The Ontario couple have spent two years trying to persuade federal tax officials that Ms. Dallaire's edging folk music career, managed by Mr. Kaegi, is a legitimate business even though they piled up more than $200,000 in losses over nine years.

The Canada Revenue Agency wouldn't back down, and disallowed business expenses Mr. Kaegi claimed on his taxes. At one point, the CRA scoffed that the music venture was just something he did to keep his wife happy.

That infuriated the couple and didn't sit well with Tax Court Judge Campbell Miller. In a ruling last month, Judge Miller said the expenses were legitimate, and he chided the CRA for mocking the couple.
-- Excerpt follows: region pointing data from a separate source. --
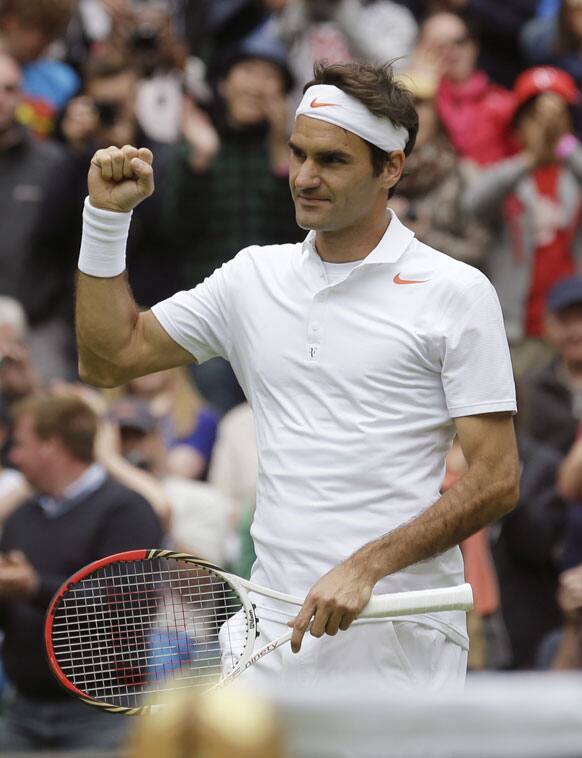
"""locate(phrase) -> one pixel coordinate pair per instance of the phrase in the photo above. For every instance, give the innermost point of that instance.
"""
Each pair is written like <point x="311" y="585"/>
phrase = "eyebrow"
<point x="323" y="153"/>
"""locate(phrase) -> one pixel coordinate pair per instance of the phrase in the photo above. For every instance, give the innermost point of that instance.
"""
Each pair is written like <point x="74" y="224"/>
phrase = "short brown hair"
<point x="68" y="419"/>
<point x="382" y="94"/>
<point x="52" y="16"/>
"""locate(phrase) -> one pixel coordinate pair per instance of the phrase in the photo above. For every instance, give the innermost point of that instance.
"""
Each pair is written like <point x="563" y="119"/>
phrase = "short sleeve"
<point x="477" y="375"/>
<point x="199" y="320"/>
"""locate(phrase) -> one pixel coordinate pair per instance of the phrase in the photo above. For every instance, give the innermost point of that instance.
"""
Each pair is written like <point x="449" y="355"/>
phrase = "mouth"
<point x="311" y="201"/>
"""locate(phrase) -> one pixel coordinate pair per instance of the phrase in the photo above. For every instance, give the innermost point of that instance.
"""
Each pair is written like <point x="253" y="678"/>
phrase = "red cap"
<point x="534" y="81"/>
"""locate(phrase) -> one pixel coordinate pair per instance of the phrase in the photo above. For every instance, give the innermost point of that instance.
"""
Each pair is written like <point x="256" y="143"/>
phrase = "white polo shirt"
<point x="354" y="386"/>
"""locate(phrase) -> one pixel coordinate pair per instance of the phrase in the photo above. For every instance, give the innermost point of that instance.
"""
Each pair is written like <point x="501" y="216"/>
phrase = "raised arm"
<point x="115" y="341"/>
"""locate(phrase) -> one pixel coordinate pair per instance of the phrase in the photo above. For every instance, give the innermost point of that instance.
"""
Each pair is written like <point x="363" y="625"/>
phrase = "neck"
<point x="353" y="243"/>
<point x="63" y="477"/>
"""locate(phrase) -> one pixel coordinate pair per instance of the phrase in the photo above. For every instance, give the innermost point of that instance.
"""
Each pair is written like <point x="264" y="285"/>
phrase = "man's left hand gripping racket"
<point x="141" y="623"/>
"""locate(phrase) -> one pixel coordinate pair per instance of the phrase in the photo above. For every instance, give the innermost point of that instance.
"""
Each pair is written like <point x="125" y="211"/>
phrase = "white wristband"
<point x="103" y="241"/>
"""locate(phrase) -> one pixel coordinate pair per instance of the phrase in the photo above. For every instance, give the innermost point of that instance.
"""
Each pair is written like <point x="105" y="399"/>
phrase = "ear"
<point x="393" y="169"/>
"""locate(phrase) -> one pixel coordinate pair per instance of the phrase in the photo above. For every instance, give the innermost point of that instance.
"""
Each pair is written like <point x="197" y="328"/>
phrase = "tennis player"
<point x="362" y="352"/>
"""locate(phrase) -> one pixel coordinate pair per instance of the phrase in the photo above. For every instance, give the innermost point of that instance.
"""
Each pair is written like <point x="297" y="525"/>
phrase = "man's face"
<point x="564" y="332"/>
<point x="247" y="87"/>
<point x="331" y="177"/>
<point x="114" y="98"/>
<point x="34" y="457"/>
<point x="10" y="92"/>
<point x="26" y="43"/>
<point x="448" y="38"/>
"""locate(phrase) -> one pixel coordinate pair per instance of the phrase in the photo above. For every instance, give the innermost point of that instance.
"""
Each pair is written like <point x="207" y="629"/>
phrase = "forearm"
<point x="569" y="654"/>
<point x="475" y="500"/>
<point x="106" y="318"/>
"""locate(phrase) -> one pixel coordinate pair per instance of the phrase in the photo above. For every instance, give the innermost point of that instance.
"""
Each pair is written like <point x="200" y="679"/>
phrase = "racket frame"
<point x="125" y="557"/>
<point x="380" y="606"/>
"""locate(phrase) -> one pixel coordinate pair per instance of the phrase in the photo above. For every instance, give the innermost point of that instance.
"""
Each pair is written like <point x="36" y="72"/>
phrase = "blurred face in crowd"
<point x="143" y="449"/>
<point x="546" y="113"/>
<point x="26" y="43"/>
<point x="428" y="122"/>
<point x="114" y="99"/>
<point x="332" y="179"/>
<point x="564" y="332"/>
<point x="247" y="88"/>
<point x="448" y="38"/>
<point x="34" y="457"/>
<point x="10" y="91"/>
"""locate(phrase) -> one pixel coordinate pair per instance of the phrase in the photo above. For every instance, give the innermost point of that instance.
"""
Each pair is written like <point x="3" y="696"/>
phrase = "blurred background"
<point x="211" y="86"/>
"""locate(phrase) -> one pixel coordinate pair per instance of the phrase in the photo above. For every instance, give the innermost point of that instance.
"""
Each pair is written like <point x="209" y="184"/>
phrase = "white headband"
<point x="328" y="103"/>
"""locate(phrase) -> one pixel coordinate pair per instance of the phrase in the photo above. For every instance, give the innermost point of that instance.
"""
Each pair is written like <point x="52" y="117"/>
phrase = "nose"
<point x="307" y="176"/>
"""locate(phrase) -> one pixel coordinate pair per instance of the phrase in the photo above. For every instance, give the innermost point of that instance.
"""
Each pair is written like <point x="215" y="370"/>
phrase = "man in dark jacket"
<point x="77" y="515"/>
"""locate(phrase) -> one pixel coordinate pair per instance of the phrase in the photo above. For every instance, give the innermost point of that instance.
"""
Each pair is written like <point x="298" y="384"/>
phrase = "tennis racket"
<point x="144" y="622"/>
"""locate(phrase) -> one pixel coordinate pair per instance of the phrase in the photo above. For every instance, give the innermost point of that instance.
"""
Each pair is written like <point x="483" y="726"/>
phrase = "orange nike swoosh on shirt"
<point x="398" y="280"/>
<point x="315" y="104"/>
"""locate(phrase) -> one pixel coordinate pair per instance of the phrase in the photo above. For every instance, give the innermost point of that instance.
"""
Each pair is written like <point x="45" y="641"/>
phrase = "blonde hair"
<point x="186" y="403"/>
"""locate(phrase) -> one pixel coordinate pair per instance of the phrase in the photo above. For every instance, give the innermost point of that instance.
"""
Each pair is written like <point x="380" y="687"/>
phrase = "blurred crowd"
<point x="495" y="180"/>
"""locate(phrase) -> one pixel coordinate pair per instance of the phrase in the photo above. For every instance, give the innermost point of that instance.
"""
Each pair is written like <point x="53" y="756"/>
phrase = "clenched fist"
<point x="120" y="178"/>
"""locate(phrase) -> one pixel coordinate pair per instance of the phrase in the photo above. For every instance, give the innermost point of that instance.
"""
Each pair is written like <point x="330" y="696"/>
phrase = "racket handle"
<point x="459" y="598"/>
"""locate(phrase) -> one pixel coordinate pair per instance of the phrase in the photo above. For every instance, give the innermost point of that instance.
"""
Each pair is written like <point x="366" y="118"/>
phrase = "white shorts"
<point x="389" y="654"/>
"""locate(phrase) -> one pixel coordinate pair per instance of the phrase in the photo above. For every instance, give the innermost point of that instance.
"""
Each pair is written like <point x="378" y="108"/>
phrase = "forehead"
<point x="442" y="28"/>
<point x="313" y="135"/>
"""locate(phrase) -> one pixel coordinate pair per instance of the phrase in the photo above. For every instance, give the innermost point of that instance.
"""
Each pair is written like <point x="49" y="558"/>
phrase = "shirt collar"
<point x="394" y="242"/>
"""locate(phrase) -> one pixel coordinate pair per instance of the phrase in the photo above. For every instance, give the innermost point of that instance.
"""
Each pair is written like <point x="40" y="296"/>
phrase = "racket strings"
<point x="126" y="629"/>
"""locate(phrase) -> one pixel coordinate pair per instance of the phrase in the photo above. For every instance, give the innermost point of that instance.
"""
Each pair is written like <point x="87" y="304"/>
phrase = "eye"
<point x="297" y="153"/>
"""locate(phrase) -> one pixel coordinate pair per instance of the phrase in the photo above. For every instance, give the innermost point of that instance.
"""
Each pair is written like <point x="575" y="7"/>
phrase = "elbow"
<point x="508" y="491"/>
<point x="104" y="377"/>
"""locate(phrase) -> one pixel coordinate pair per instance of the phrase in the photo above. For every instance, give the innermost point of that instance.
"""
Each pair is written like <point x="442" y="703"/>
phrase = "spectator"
<point x="498" y="24"/>
<point x="77" y="516"/>
<point x="187" y="425"/>
<point x="104" y="115"/>
<point x="533" y="202"/>
<point x="428" y="199"/>
<point x="557" y="40"/>
<point x="336" y="31"/>
<point x="146" y="37"/>
<point x="17" y="380"/>
<point x="26" y="168"/>
<point x="569" y="652"/>
<point x="18" y="377"/>
<point x="27" y="29"/>
<point x="475" y="112"/>
<point x="200" y="515"/>
<point x="526" y="551"/>
<point x="551" y="398"/>
<point x="230" y="182"/>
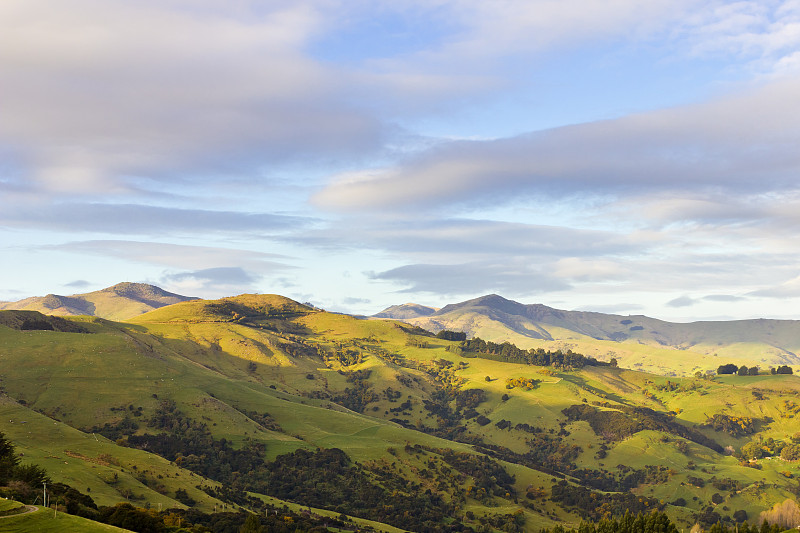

“It is perhaps romantic to hold the belief, in these days of high divorce rates, that all husbands want to make their wives happy, and vice versa. But for the government to deny a business existed on this basis, where there is overwhelming evidence of commerciality, is untenable,” the judge wrote.

The couple said they were relieved by the ruling but they have been so rattled by the experience they declined to comment on the case for a month, waiting to see if the CRA would appeal.

“It was one of the most stressful events of our lives,” Ms. Dallaire said in an e-mail this week when no CRA appeal arrived. “It caused me to lose a little bit of my spirit.”

Mr. Kaegi said he was insulted by the CRA's comment that he was only trying to make his wife happy. Ms. Dallaire was more blunt. “I thought it was cruel,” she said.

Their lawyer, Peter Aprile, said the case illustrates the problems artists face trying to prove to the CRA that they run a business. A couple of weeks after the Kaegi ruling, a different Tax Court judge disallowed expenses claimed by a Winnipeg musician, ruling that he was pursuing a hobby, not a commercial activity.

“I think that when our government does not appreciate the unique nature of artistic endeavours in administering the Income Tax Act, Canadians risk losing our artists and our cultural identity,” Mr. Aprile said.

Mr. Kaegi and Ms. Dallaire began their music journey in 1997. At that time, he was chief administrator for the township of Archipelago, which stretches along Georgian Bay, while Ms. Dallaire dabbled
in country and western songs.

They drew up a business agreement and specified their duties, Mr. Kaegi as manager covering all expenses and Ms. Dallaire performing. They knew it could take up to 20 years for Ms. Dallaire to become established.

They put together a couple of CDs and sent songs to radio stations across North America. When that didn't work, they decided to focus on folk songs about shipwrecks in the Great Lakes. But the venture struggled financially. The couple lost money every year, sometimes as much as $30,000.

The CRA began to take note. In 2001, the agency audited the couple and allowed the expenses, deciding that the business was a start-up. But by 2006, the CRA said enough was enough, and it disallowed $82,000 in expenses Mr. Kaegi claimed in 2003, 2004 and 2005. The agency said the venture was no longer a business, but a personal endeavour.

In his ruling, Judge Miller acknowledged the dilemma the CRA has to face “in determining whether artists are indeed in business. “But he said the court must recognize that “the musician trying to get a break in the music industry is caught in a different time frame.”

The couple plan to stick with the music world. “It's been difficult,“ Ms. Dallaire wrote. “It feels like [CRA] shot down a dream and now it's hard to resurrect it.”